I eyed the bowl, seeing only a few buttery kernels left. “I’m okay, thank you.” I smiled.

His gaze fell to my mouth, and his eyes darkened further to match the sky outside the wall of windows. He pulled the bowl back, leaning forward to set it on the coffee table before settling back into his seat, gently squeezing my thigh before that glorious thumb made another sweep. But then his whole body stilled when he made contact with bare skin, realizing how high my dress had moved up.

I sucked in a breath, closing my eyes as he slowly and carefully used the pads of all five fingers to graze a featherlight touch against my skin. It felt so good that I wanted to melt into the couch and stay here until I could chase this feeling all the way to the end . . . to what end, I wasn’t sure. But I wanted it, tried to hold on to it so it didn’t slip away like a match struck just to be blown out.

“Mara,” Leo rasped, “that fucking sound.”

I opened my eyes to find his locked on me, glittering with feral intent. What sound? “What?” I whispered, glancing down to watch the movement of his hand as he made another sweep under the blanket, moving higher up my thigh.

“Do you know how incredible you look when your cheeks flush?” he asked, keeping his voice low. “Do you know how hard it makes me?”

God, my skin burned as I remembered what Leo looked like hard and hungry.
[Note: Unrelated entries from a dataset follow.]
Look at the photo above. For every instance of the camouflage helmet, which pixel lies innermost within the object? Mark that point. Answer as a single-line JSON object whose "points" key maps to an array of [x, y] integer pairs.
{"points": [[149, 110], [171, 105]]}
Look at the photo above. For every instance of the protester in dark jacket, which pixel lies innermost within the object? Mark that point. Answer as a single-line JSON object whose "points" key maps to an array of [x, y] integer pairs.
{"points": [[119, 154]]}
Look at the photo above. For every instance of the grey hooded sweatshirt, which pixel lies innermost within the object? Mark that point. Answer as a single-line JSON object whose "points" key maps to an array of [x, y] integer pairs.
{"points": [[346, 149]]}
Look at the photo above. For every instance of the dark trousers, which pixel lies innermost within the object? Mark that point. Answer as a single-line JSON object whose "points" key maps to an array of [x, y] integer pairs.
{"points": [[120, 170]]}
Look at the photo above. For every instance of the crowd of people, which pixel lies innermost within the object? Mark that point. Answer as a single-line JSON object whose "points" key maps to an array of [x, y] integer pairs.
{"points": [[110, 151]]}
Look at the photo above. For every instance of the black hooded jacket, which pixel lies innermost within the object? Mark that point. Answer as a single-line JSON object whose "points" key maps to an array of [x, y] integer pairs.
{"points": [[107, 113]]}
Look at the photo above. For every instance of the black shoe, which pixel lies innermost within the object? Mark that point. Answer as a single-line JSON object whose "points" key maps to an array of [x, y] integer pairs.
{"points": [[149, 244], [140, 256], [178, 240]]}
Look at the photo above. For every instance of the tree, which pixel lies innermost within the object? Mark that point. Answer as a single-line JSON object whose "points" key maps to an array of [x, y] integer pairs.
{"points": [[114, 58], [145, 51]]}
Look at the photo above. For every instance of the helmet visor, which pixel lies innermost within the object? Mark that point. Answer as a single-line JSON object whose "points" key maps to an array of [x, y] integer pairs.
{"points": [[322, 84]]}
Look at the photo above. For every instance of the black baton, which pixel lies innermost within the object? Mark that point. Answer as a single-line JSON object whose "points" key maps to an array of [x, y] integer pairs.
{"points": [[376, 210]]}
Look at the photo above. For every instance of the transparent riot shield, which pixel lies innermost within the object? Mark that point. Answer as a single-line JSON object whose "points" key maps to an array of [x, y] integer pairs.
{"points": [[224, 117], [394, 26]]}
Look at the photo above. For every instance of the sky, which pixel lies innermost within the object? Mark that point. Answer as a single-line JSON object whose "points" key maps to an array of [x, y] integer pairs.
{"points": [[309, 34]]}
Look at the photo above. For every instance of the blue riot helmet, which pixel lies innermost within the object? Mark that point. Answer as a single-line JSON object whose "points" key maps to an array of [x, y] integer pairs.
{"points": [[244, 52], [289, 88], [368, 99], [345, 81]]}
My mouth went dry as I remembered how he’d tasted, how I desperately wanted to taste him again. “I think it’s just the bourbon . . .” I started to say, but then a finger skimmed along my panty line and I couldn’t help the gasp that poured out of me.

“Mm,” Leo rumbled, his body nearly vibrating with restraint. Is that what he’d meant? Remembering how I’d gasped that first night when I saw his kitchen, when I’d first tasted his food—he’d come undone at my reaction then, too. And it elated me, quite frankly, to know I could get to him like that. It felt . . . powerful. “Tell me to stop, Mara. Or tell me to keep going . . . I need some guidance here.”
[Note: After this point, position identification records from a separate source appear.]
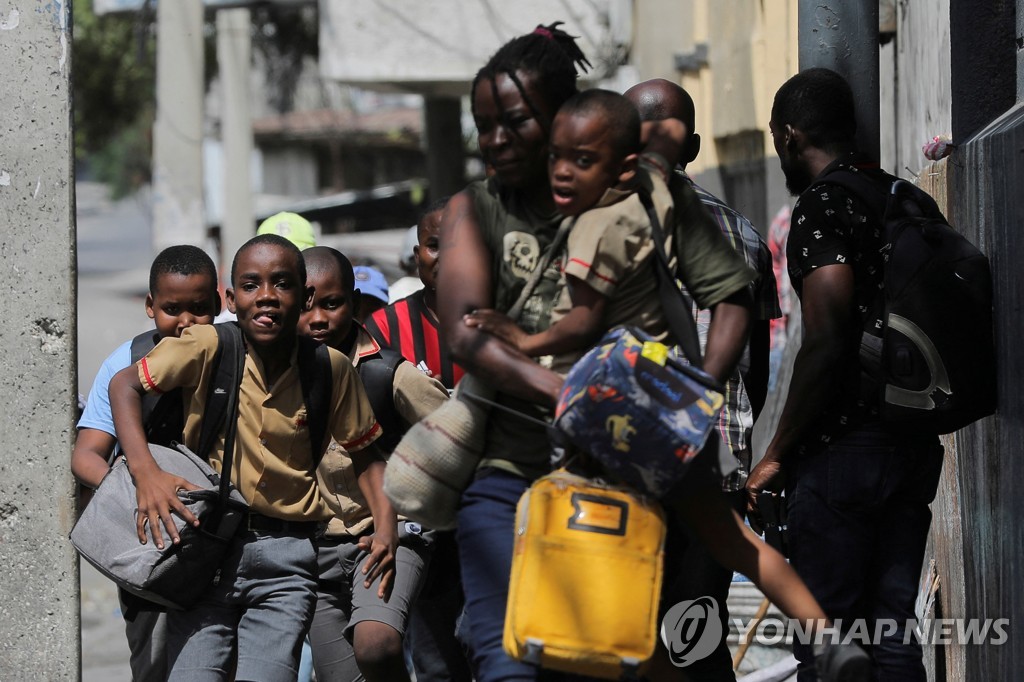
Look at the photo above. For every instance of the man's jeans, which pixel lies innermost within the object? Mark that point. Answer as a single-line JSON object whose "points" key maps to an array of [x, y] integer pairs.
{"points": [[485, 536], [858, 524]]}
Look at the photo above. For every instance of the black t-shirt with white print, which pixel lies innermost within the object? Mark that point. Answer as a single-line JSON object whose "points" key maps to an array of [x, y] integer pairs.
{"points": [[830, 225]]}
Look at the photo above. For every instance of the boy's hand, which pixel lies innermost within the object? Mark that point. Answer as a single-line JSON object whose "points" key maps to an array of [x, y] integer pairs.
{"points": [[382, 547], [496, 324], [157, 496]]}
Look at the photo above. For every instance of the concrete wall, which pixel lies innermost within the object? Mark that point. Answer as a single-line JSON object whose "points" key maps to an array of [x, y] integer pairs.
{"points": [[39, 613], [731, 56], [914, 83]]}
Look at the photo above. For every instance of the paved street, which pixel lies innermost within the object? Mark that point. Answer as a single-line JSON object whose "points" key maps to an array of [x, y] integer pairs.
{"points": [[114, 252], [114, 257]]}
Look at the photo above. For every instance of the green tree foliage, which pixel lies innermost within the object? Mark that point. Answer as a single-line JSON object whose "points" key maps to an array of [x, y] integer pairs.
{"points": [[114, 79]]}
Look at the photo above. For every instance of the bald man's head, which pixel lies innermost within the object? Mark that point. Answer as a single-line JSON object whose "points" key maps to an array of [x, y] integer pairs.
{"points": [[657, 99], [326, 261]]}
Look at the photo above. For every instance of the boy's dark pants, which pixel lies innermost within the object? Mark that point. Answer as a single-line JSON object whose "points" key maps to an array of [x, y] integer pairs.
{"points": [[858, 524], [260, 608], [690, 571]]}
Keep going, my body pleaded. I wanted to arch into his hand, wanted to give him all of me. Wanted to know exactly what he’d do with a slip of my boundaries. But my logical side was still fighting for control. “We shouldn’t, Leo. It’s . . .”
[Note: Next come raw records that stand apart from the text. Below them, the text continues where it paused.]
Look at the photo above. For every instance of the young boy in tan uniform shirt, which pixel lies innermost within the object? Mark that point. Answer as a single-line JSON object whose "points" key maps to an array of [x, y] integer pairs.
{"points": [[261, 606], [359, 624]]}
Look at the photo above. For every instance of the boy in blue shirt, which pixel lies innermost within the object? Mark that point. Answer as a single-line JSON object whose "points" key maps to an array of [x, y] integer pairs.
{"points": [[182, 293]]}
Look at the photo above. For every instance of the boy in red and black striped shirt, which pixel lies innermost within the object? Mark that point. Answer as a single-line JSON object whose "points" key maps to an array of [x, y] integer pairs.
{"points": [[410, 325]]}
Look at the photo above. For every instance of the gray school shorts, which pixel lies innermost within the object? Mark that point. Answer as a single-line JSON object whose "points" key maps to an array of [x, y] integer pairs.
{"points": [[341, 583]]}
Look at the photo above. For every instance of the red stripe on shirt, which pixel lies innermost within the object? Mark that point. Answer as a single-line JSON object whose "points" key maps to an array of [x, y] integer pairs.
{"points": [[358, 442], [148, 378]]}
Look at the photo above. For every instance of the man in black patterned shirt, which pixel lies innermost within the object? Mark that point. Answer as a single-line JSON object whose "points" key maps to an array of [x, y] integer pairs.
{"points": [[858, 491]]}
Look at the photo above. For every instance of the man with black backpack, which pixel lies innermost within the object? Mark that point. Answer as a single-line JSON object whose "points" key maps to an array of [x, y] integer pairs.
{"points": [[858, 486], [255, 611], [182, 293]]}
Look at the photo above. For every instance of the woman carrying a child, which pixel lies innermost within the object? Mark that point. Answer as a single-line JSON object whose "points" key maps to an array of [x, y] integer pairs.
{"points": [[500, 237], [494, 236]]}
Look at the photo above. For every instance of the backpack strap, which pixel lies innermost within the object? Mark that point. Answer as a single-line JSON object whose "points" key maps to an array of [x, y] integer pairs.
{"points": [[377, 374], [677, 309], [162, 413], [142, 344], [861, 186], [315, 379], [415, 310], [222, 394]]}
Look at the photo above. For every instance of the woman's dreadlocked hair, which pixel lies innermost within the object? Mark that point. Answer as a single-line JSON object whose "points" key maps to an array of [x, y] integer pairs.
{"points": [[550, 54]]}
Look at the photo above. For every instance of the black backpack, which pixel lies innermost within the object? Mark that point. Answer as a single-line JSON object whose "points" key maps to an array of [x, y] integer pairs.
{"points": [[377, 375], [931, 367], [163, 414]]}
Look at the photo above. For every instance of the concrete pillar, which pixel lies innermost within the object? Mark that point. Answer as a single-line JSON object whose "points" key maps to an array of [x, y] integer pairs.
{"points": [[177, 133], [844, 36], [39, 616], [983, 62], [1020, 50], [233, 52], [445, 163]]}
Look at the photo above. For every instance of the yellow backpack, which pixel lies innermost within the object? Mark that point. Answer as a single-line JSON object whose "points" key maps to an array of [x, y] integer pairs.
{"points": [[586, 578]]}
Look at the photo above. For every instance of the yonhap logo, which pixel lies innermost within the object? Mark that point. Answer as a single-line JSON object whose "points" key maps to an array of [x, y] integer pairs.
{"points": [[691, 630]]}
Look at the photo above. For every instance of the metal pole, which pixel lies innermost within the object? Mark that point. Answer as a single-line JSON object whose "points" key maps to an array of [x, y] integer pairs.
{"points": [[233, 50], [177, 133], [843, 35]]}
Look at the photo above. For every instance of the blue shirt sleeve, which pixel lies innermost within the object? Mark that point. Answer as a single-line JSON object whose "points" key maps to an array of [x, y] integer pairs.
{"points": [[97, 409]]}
“It’s what?” he murmured into my ear, his mouth so close to my skin that I could feel the warmth of his next rough exhale. I needed to feel that five o’clock shadow rake across my body. To feel it burn against my thighs.

The question swam around in my head as I tried to form a coherent answer—it was an easy excuse to blame Larkspur and our professional relationship. But it wasn’t like we hadn’t already done this before. Was there really harm in doing it again?

Yes, I knew with clarity. And the truth of it had less to do with Larkspur or a flitting attempt at professionalism and more to do with the way my heart splintered into pieces the first time I walked away from him. I gave more of myself to him in the first hours of knowing he even existed than I’d given to anyone in years—and there’d been no consideration of the aftershocks, only of my plan to run. Now I knew I couldn’t run from Leo because of the business we shared, and escaping from the trenches of this longing was like sawing off a limb with the way it wound itself into the strands of my being.